Perché la crisi colpisce così duramente chi non ha una formazione superiore?
Il legame tra la qualità del capitale umano (di cui il livello di istruzione è parte integrante) di un Paese e il suo sviluppo economico è assodato dal buon senso e dalle analisi empirico-economiche. Resta da comprendere in che misura sia correlata al livello di istruzione la crisi in atto, la causa attuale dell’alto tasso di disoccupazione. E’ difficile stabilire che vi sia un rapporto diretto. La crisi, infatti, è legata alla struttura finanziaria dei Paesi che ne sono stati colpiti. Tuttavia, la disoccupazione, la bassa produttività e i tassi di crescita esigui hanno a che fare con la scarsa capacità innovativa e con la scarsa creatività. Ebbene: è evidente come questi ultimi due elementi siano fortemente influenzati dal livello di istruzione.
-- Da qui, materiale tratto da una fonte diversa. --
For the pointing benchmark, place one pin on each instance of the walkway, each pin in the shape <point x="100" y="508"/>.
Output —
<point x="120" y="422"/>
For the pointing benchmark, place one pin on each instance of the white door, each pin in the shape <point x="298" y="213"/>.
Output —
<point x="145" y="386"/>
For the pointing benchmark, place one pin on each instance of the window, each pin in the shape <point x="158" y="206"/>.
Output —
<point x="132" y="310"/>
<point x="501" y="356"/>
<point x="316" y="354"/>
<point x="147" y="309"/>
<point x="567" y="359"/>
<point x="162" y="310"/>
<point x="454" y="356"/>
La disoccupazione giovanile dell’area Ocse è al 17%, in Italia al 27,6%. Quali fattori incidono su questo divario?
Dei paesi Ocse fanno parte anche alcune nazioni che non hanno problemi di crescita, come il Brasile. Se noi, in realtà, prendiamo in considerazione solo gli Stati europei, ci rendiamo conto che il divario non è più così ampio. Resta il fatto che un divario, effettivamente, c’è; l’Italia è penalizzata dallo scarso investimento sui giovani, e dalle limitazioni che hanno, in termini di carriera, nel mercato del lavoro. E’ culturalmente, ancora oggi, dominante l’idea secondo cui a certi posizioni debbano accedere solo i lavoratori più anziani. Il nostro tessuto imprenditoriale, inoltre, è slegato dai settori maggiormente connaturati allo sviluppo.
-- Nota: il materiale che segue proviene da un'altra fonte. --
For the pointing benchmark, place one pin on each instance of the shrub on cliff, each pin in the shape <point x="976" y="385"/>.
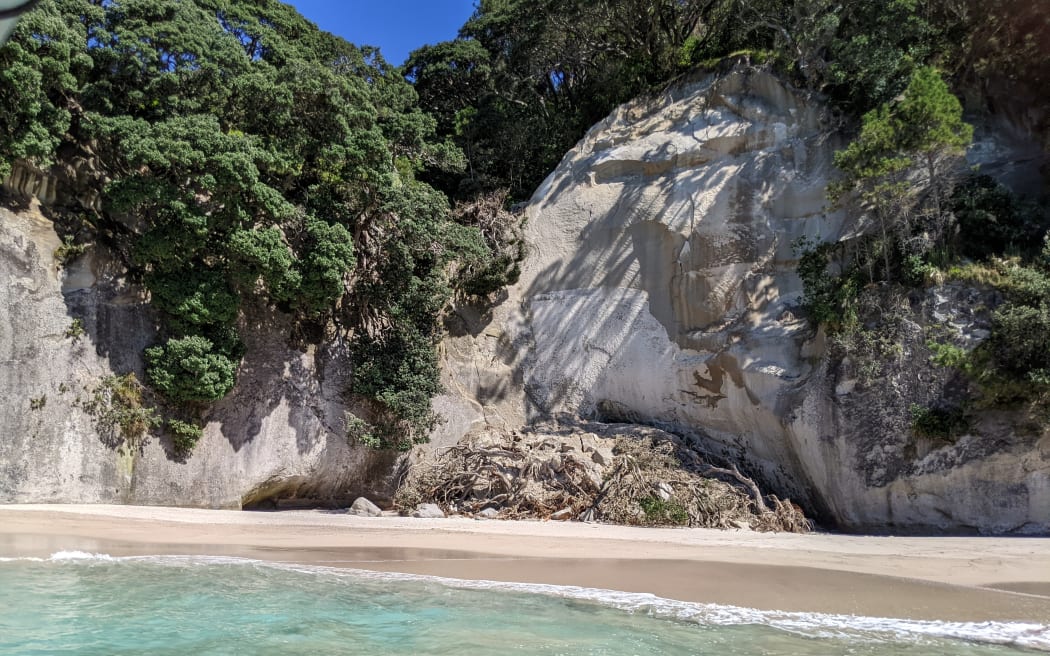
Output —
<point x="249" y="157"/>
<point x="189" y="369"/>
Angel Gurría ha esortato gli Stati ad investire in educazione, anche in tempo di crisi. Data la situazione dei debiti sovrani che sta mettendo a repentaglio il futuro dei Paesi, non le sembra un controsenso?
La crisi, sicuramente, è legata anche allo stato delle finanze pubbliche. Stravolgimenti, in termini di spostamenti di risorse, in favore di un intervento sull’educazione sono, quindi, impensabili in questa fase in cui i pareggi dei bilanci sono una priorità; vale per l’istruzione come per il welfare o la sanità. Tuttavia, il problema dei conti pubblici, attualmente, non risiede nel numeratore (il debito) ma nel denominatore (il Pil): in sostanza, l’aumentare del debito è tipico di tutte le economie in espansione; le criticità insorgono quando smette di aumentare il Pil. Ebbene: sul lungo periodo l’istruzione è una leva in grado di aumentare la produttività.
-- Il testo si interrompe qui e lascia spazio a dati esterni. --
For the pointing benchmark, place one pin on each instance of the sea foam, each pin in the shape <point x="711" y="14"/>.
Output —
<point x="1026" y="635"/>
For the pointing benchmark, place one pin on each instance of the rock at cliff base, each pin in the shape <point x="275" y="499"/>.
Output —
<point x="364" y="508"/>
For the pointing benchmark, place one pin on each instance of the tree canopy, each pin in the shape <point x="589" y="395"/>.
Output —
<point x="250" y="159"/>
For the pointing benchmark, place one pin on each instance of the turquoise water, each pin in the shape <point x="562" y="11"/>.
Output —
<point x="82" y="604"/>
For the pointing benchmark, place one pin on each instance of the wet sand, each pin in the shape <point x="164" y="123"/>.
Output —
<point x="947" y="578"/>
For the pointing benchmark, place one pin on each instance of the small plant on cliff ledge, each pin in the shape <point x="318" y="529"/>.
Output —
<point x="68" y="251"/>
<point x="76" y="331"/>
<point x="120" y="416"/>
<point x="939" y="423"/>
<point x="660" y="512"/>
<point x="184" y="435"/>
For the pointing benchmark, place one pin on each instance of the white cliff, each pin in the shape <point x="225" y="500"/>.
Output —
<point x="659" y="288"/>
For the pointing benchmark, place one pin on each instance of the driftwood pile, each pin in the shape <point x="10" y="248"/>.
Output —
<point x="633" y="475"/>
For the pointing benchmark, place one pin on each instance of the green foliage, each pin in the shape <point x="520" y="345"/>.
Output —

Qual è, secondo lei, alla luce dei dati Ocse, il nodo cruciale dell’istruzione in Italia?
La questione fondamentale è quella degli insegnanti. Una buona istruzione dipende dal livello di chi insegna. Il nostro sistema educativo non valorizza chi educa, perché non lo valuta, non prevede scatti retributivi competitivi rispetto al mercato del lavoro e la sua selezione è demandata a procedure burocratiche centrali.